The after shhh.flows/unique.seqs numbers look consistent. shhh.flows will output the unique denoised sequences within each group. unique.seqs uniques across groups. So your total number of sequences after shhh.flows and unique.seqs are the same. shhh.flows does not remove sequences so you are going from 431595 to 18550 sequences in the trim.flows step. Either your primer /barcode sequences are messed up or your flowgrams are short. If you look at the scrap.flow file you will see codes indicating why your sequences are getting discarded. Look there for your answer…

Pat

Great thanks pat!

You are right that the flowgrams are too short. I should notice that my sequences are much shorter (about 200-250bp for ITS2). Do you think it is reasonable to set up 150-450 for minflows & maxflows?

Hui

Well whatever you pick, minflows needs to be the same as maxflows or the denoising won’t really work.

Pat

Hei, Pat,

What do you mean :minflows needs to be the same as maxflows? Doesn’t mean it I can not set up the range of flowgrams, such as between 150 (min) to 450 (max)?

What are your suggestions on the flowgrams in this case as too less sequences left for 450 ?

Many thanks.

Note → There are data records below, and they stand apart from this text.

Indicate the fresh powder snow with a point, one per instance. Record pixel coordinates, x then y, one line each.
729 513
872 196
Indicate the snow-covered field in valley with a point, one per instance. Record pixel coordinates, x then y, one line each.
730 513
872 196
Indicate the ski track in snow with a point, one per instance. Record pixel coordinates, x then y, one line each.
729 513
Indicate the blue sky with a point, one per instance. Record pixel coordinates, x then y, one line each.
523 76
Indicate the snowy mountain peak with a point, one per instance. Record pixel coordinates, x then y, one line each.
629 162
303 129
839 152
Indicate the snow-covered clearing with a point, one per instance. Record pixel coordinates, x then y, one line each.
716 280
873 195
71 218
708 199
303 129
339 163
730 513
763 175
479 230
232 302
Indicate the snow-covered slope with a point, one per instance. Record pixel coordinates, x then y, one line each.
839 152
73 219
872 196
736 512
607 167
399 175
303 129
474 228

Hui

Take a look at Figure 1 of http://www.plosone.org/article/info%3Adoi%2F10.1371%2Fjournal.pone.0027310. See the column that says “shhh.flows (360-720)”? That shows the error rate using minflows=360, maxflows=720. You’ll notice that the columns to the right of that give a much better error reduction when minflows and maxflows have the same value. So while you can set them to be different values, its really a bad idea.

I’ve been thinking about the minflows-macflows for some time, and I just dont get why they have to be the same size to work.

(yes, yes, I get thats what the data is showing), but, WHY does this happen? What is the probability of getting most of your sequences to be a minimum size of 450 and a maximum size of 450.

This is of course presuming that the minflow/maxflow size refers to the length in bp of the sequence…

Does this step trim longer sequences to be that size and exclude smaller sequences?


(and if so, cant you just take care of this after you align?)

Here’s what I think is the reason… If the reads vary in length between 360 and 720 then there are some of the 360 reads that are the same as the 720 reads, you just don’t have those data. So when the distances are calculated between sequences they may be treated differently because of their difference in length (same reason we make all our 16S seuqence the same length before clustering). So they don’t get denoised together and the denoising doesn’t work as well because the errors accumulate in the longer reads.